Il n'y a pas encore si longtemps on disait que l'économie moderne, contrairement à 1929, est capable de déjouer les crises. Toujours ce mythe de "l'économique" qui laissé à lui seul règlerait nos problèmes. Le fameux “laisser-faire” et la "main invisible"
L'Europe devenue une coquille politique vide se contentera de dire le droit mais sans le moindre pouvoir et on laisse les états désargentés régler les problèmes d'intendance : maintien de l'ordre.

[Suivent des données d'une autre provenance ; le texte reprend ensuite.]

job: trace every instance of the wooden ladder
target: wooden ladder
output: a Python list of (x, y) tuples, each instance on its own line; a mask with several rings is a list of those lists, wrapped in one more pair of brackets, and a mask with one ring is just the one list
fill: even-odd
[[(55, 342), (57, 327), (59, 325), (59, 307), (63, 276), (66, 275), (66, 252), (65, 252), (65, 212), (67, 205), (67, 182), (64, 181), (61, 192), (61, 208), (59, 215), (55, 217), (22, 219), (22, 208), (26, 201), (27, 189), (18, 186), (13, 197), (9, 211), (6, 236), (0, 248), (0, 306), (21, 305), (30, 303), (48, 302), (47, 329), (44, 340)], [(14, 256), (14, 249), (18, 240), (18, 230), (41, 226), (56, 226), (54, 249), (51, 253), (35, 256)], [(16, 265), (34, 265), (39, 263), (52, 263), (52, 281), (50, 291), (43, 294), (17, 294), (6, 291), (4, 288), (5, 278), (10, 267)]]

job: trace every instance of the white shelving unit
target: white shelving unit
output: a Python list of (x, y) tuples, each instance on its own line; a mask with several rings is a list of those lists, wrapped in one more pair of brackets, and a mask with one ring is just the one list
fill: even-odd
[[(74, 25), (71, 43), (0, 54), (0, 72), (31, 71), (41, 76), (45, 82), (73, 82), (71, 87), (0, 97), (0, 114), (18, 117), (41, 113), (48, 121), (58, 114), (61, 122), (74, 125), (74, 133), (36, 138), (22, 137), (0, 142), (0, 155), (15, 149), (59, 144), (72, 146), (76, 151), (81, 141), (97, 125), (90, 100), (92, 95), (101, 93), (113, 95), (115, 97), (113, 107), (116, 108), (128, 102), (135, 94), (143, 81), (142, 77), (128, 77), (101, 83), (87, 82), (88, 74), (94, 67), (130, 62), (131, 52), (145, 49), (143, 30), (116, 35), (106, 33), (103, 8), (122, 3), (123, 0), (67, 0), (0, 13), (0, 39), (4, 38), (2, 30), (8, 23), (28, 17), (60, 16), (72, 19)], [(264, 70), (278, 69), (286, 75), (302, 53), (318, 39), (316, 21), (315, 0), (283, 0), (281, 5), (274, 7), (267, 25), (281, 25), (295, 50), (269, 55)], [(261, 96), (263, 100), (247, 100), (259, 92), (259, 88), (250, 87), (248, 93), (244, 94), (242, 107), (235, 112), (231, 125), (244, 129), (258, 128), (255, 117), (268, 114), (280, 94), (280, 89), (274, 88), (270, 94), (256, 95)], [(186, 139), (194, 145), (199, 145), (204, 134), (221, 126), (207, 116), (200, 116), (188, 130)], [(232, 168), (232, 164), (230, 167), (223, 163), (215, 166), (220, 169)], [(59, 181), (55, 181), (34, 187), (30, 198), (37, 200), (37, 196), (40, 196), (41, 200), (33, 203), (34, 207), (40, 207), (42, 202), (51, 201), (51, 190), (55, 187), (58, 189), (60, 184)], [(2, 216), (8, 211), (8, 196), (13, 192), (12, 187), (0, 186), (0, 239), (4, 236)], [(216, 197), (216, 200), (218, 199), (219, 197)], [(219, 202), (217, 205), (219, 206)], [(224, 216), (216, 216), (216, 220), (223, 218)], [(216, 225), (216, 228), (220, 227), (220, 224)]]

Écrit par : Benoît | 02 novembre 2014 |




Avec tout ce que l'on peut légitimement reprocher à l'Europe, Benoît, je suis persuadé que sans elle, nos démocraties seraient à nouveau en train de basculer... Connaissiez-vous ce résultat des élections de 1928 en Allemagne ? - Quatre ans et 4,5 millions de chômeurs supplémentaires ont suffi pour une apocalypse promise et due !

Écrit par : sk | 02 novembre 2014 |




Sk,

Je suis un européen convaincu. Ce dont l'Europe souffre c'est d'une Commission qui ne peut rien décider seule, il est vrai, mais a toujours tiré dans le sens de l'ultra-libéralisme et d'autre part une sorte de schizophrénie des gouvernements qui votaient les propositions de la Commission et puis s'excusaient chez eux de devoir s'incliner devant Bruxelles. Et un parlement qui n'est pas capable d'utiliser ses pouvoirs renforcés pourtant pour s'opposer à certaines nominations au sein de la Commission. Ce que l'on appelait le "marché commun" a été essentiellement pensé en marché intérieur plutôt qu'extérieur et la mondialisation a ouvert pas mal de brèches.
Mais même dans cet état, la position de Merkel face à Cameron sur la libre circulation des européens au sein de l'UE montre que le rétropédalage ne sera pas aisé.

PS amusant : du temps de l'époque dorée (Mitterand-Delors) quand on arrivait à Paris par le sud (E ou O), bien avant Paris, il y avait des panneaux sur les autoroutes indiquant Bruxelles. Suite à des réfections diverses, il faut quitter le périphérique pour voir Bruxelles mentionné.